En ambas partes, la narración ocurre en gran parte a saltos, sin continuidad inmediata entre las escenas, dando la impresión de ser una historia episódica y sin rumbo claro, con la intención tal vez de captar la incertidumbre de la situación del protagonista, sujeta al devenir de los acontecimientos y conformando una narración tremendamente cruda y sin concesiones a un público que se verá expuesto constantemente a secuencias perturbadoras. En todo momento hay una sensación pesimista de fondo, de personajes que están condenados a vagar por una vida marginal de la que no pueden salir. Pero eso no debería llevar a engaño, porque de la misma forma en que centra su atención en mostrar toda la carga dramática de sus situaciones (con un aplomo y una sobriedad que se echan mucho en falta en otras obras del género), Pixote también es a su manera una película que atesora sus escasos momentos de calma, centrando en varias ocasiones el punto de vista en la amistad de los personajes como vía de escape a su realidad. En ese sentido hay que destacar una escena de Pixote hablando con Lilica y Chico en la playa, o el inocente juego en el que simulan un atraco en el reformatorio.
Con todos estos aciertos, cabía aún la posibilidad de que en la búsqueda de los extremos la película perdiera su conexión con la realidad, y por suerte no ocurre así. Una de las grandes cualidades de la cinta es que nunca, ni en los buenos ni en los malos momentos, deja de transmitir una terrible sensación de naturalidad. El director de Carandiru realiza un excelente trabajo no sólo en la narración, dejando de lado muchos artificios innecesarios, sino en su labor de dirección de actores no profesionales o con escasa experiencia. Logra sin ir más lejos sacar un registro impecable de Fernando Ramos, quien interpreta a su personaje con una sinceridad apabullante, reflejando en su expresión la desolación y perturbación de un niño que ha perdido su inocencia. Lo mismo se podría decir del resto de un reparto que sorprende por su solidez y dedicación, de entre los que hay que destacar a Jorge Julião en el papel de Lilica, el adolescente «crossdresser», y Marilia Pera como la prostituta Sueli.

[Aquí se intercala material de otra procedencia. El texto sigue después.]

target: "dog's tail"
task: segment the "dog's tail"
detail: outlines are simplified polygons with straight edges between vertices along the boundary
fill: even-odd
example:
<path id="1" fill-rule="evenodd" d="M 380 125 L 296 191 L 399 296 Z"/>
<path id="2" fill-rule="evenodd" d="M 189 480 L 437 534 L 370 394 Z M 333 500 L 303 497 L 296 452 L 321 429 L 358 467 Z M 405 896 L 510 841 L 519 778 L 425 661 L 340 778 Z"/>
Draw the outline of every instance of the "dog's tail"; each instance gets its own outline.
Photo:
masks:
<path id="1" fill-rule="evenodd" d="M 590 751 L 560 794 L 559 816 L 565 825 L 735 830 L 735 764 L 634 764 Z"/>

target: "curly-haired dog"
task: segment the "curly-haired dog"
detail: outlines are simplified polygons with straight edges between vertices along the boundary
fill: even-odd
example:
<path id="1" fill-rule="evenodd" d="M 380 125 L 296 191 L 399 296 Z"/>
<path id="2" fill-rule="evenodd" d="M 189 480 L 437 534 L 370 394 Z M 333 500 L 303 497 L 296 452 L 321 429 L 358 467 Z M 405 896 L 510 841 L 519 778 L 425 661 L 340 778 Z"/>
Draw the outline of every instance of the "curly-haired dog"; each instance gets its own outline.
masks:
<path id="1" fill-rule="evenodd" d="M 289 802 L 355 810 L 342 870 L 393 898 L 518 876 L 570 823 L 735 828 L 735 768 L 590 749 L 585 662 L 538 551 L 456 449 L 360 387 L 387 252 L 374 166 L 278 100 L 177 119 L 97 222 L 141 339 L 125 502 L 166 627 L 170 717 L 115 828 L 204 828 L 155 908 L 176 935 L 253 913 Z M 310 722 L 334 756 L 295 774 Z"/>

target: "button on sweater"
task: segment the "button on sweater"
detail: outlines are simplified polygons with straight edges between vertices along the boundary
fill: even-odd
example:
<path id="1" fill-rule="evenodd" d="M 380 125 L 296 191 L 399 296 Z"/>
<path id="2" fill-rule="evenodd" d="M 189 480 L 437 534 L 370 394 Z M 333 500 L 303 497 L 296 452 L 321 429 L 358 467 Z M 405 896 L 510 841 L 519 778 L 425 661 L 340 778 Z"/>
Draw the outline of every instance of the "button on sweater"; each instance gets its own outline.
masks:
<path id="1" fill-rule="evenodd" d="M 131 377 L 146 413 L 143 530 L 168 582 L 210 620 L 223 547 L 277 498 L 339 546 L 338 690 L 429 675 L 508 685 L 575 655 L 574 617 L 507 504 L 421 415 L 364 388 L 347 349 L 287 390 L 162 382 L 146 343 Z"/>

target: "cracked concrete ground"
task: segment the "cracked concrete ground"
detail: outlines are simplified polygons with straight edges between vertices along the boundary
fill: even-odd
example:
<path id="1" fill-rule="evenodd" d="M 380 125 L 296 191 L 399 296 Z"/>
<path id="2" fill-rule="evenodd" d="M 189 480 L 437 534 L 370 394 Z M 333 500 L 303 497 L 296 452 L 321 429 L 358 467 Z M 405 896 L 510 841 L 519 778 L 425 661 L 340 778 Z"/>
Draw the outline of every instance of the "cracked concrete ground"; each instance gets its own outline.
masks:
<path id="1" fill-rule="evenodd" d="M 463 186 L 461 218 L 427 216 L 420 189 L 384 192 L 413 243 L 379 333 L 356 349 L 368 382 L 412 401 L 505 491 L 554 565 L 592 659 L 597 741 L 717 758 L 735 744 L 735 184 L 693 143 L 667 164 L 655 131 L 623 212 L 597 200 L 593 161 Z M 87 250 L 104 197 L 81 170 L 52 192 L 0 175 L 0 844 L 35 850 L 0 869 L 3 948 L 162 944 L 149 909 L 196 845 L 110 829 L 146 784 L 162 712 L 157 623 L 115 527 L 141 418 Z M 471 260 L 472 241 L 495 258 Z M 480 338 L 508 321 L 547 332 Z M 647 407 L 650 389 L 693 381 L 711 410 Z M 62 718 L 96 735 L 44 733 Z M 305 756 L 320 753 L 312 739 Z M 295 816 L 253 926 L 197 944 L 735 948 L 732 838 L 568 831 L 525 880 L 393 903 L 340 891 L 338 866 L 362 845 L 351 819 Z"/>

En definitiva, Pixote, la ley del más débil es una experiencia de contrastes tan extremos como las experiencias de sus protagonistas, que encuentra en una exposición sincera y visceral su mayor virtud para una historia en la que no sirven las medias tintas. La inolvidable secuencia final ofrece un broche perfecto a una trama que tristemente tiene más de realidad que de ficción, como demostraría seis años más tarde el final trágico, abatido a tiros por la policía, de Fernando Ramos, el Pixote de Babenco.
Héctor Babenco se caracterizó por mostrar esa cara oculta de las grandes desgracias del ser humano. Se internó en lo más oscuro de la hipocresía de la sociedad y con tintes dramáticos nos sacó de esa zona de confort en la que estamos continuamente insistiendo.